There are a lot of good movies coming out this summer. I’m not just taking about Think Like a Man Too and Transformers: Age of Extinction. The art houses are also putting plenty of quality films. For once. Between the Obvious Childs and the The Rovers, another indie release has managed to slip through my cracks (it’s not how it sounds). Night Moves, the latest film from Kelly Reichardt (Meek’s Cutoff, Wendy and Lucy), has been out since the end of May, but I have been putting it off. The movie is about a trio of environmentalists (Jesse Eisenberg, Dakota Fanning, and Peter Sarsgaard) who are willing to go to extremes in order to draw attention to their cause. Maybe it’s the film’s built-in message that turned me off, but I should have trusted Reichardt to produce something more layered than a anti-industrial screed.

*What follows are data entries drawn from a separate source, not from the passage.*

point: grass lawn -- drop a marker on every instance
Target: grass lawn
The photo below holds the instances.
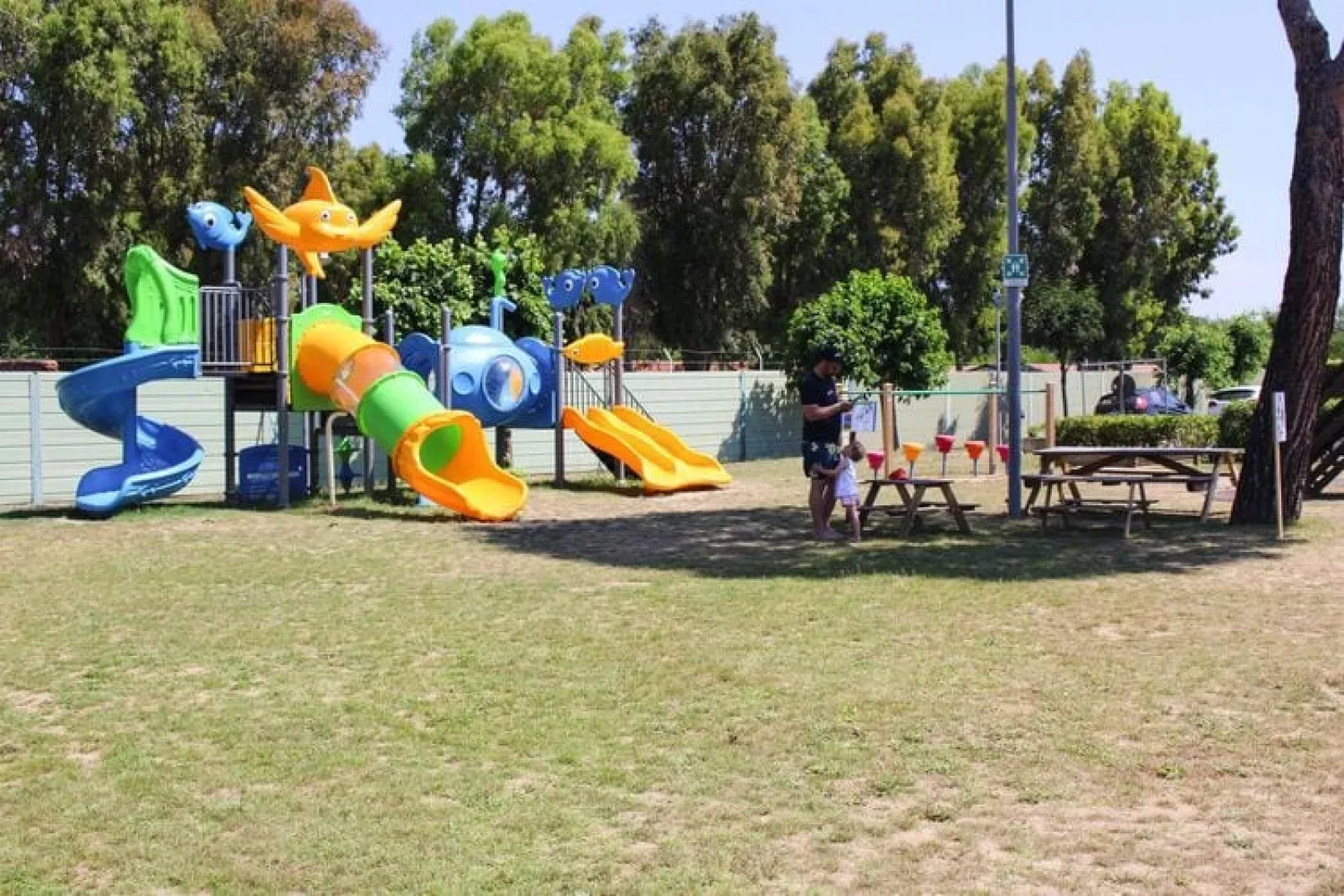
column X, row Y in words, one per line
column 672, row 694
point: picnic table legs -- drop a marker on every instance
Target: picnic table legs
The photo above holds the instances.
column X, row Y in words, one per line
column 1208, row 496
column 869, row 503
column 907, row 525
column 955, row 508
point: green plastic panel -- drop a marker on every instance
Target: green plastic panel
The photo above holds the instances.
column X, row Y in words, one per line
column 392, row 405
column 164, row 301
column 300, row 397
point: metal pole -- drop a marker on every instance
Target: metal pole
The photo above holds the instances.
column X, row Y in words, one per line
column 742, row 414
column 558, row 335
column 999, row 341
column 1013, row 292
column 331, row 456
column 230, row 441
column 367, row 294
column 445, row 356
column 390, row 330
column 283, row 375
column 617, row 379
column 620, row 363
column 306, row 296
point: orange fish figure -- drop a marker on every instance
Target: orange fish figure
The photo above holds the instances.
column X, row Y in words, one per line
column 317, row 223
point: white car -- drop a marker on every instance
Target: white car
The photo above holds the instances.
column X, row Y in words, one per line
column 1222, row 398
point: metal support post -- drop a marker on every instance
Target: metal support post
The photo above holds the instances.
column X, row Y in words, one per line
column 1013, row 292
column 558, row 335
column 230, row 439
column 390, row 334
column 283, row 375
column 445, row 356
column 366, row 259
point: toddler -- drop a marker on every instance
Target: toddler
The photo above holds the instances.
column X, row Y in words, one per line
column 847, row 485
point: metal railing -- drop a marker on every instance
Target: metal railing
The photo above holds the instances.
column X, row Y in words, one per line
column 237, row 330
column 581, row 394
column 578, row 392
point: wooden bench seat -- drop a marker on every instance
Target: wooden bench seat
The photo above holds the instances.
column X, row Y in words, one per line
column 1073, row 501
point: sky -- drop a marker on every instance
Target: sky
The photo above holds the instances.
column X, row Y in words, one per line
column 1224, row 64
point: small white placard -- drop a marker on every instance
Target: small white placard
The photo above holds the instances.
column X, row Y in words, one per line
column 863, row 418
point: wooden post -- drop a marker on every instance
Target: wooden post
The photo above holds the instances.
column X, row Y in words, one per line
column 889, row 426
column 1279, row 489
column 1280, row 436
column 895, row 423
column 1050, row 415
column 993, row 433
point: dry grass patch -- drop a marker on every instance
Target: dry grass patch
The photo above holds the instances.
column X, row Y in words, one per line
column 667, row 694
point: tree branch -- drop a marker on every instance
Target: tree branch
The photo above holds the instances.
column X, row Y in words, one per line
column 1306, row 35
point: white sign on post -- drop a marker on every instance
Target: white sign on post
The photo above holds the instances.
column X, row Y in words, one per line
column 863, row 418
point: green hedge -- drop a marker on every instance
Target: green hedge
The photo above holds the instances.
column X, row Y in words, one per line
column 1136, row 430
column 1234, row 423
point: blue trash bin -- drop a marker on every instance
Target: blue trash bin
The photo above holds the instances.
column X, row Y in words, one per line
column 259, row 481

There are certainly aspects of that in Night Moves, and Reichardt is obviously passionate about her subject matter. Eisenberg’s Josh is the most outspokenly militant of the bunch, at one point railing against the fact that we’re “killing all the salmon just so you can run your fucking iPod every minutes of your life.” That argument wasn’t lost on me, despite the fact that I quickly turned my phone back on as the end credits began to roll. Nor was the slightly hypocritical fact that this movie was screened in a moderately sized theater that uses its fair share of power over the course of the day. Discovering that contrast between Reichardt’s message and Josh’s was one of the more captivating parts of the viewing experience.
Reichardt does lament the effects our advancement has had on our appreciation of nature – juxtaposing serene campgrounds with the people watching The Price Is Right inside their camper – but Night Moves isn’t condoning any of the measures taken by its main characters. Early in the film, a documentarian (Clara Mamet) screens her latest alarmist work for the group to which Josh and Dena (Fanning) both belong. The filmmaker is criticized for failing to offer solutions, and when Dena asks what they can do to enact change, the filmmaker relays only vague comments about the “many little differences we can make.” Josh and Dena both react to this, plainly pitying this woman for thinking small in comparison to what they have planned. But Reichardt isn’t as self-assured as Josh and Dena are – in fact, the picture’s final shot begs the question, “Have the group’s actions had any positive effects at all?”
The movie has a very deliberate pace; Reichardt allows her shots to breathe, letting the point of interest enter or exit frame as necessary. The locations are at times both beautiful and haunting, and the shots of the dam that torments our “heroes” are just as conflicted.
That conflict informs the performances of the film’s stars as well. Sarsgaard gets the least screen time as former Marine and current well-meaning schlemiel Harmon, but Reichardt also gives his character the least depth. This would usually be a bad thing, but Sarsgaard uses the opportunity to present the most honest character in the movie. Fanning’s Dena, on the other hand, is all about presentation. She works very hard to display a confident exterior, and usually does a great job. But Dena’s inner turmoil is often exposed by physical tics or Spider-Man-esque quips intended to cover-up her nerves (I know Spider-Man is a weird comparison to make for a serious film, but good ole’ Peter Parker was the first thing that popped into mind as we start to get to know Dena).
Eisenberg, however, is the true lead here. Almost every scene is shot with Josh’s perspective in mind, which is a bold choice, as he is Night Moves‘s most reserved character. This is an excellently subdued performance from Eisenberg, a man who usually mumbles his heart out onto his sleeve in every role. It would be almost Zuckerberg-ian if Josh’s paranoia, jealousy, rage, etc. weren’t always boiling right under the surface.
Night Moves starts to shake loose its slow pace and eerie tone in the third act, as thriller notes creep in around the edges. This is where Reichardt loses the film a little; it is almost as if someone told her there needed to be an injection of excitement into the movie, even though it has done so well up to that point without any overt action. She was misled, as there are impeccable scenes of high tension sprinkled throughout the first half, built solely on the characters, rather than stakes. Reichardt recovers in time for the conclusion, and even throws in some really well done and unique end credits.
Night Moves is an excellent feature that comes with a bonus message. It’s nothing so drastic as the one Josh and Dena and Harmon espouse, but Reichardt absolutely intends for her audience to think about their own consumption. Fortunately she manages to also craft a compelling story and intriguing characters at the same time. Clara Mamet’s filmmaker could stand to learn something from her creator.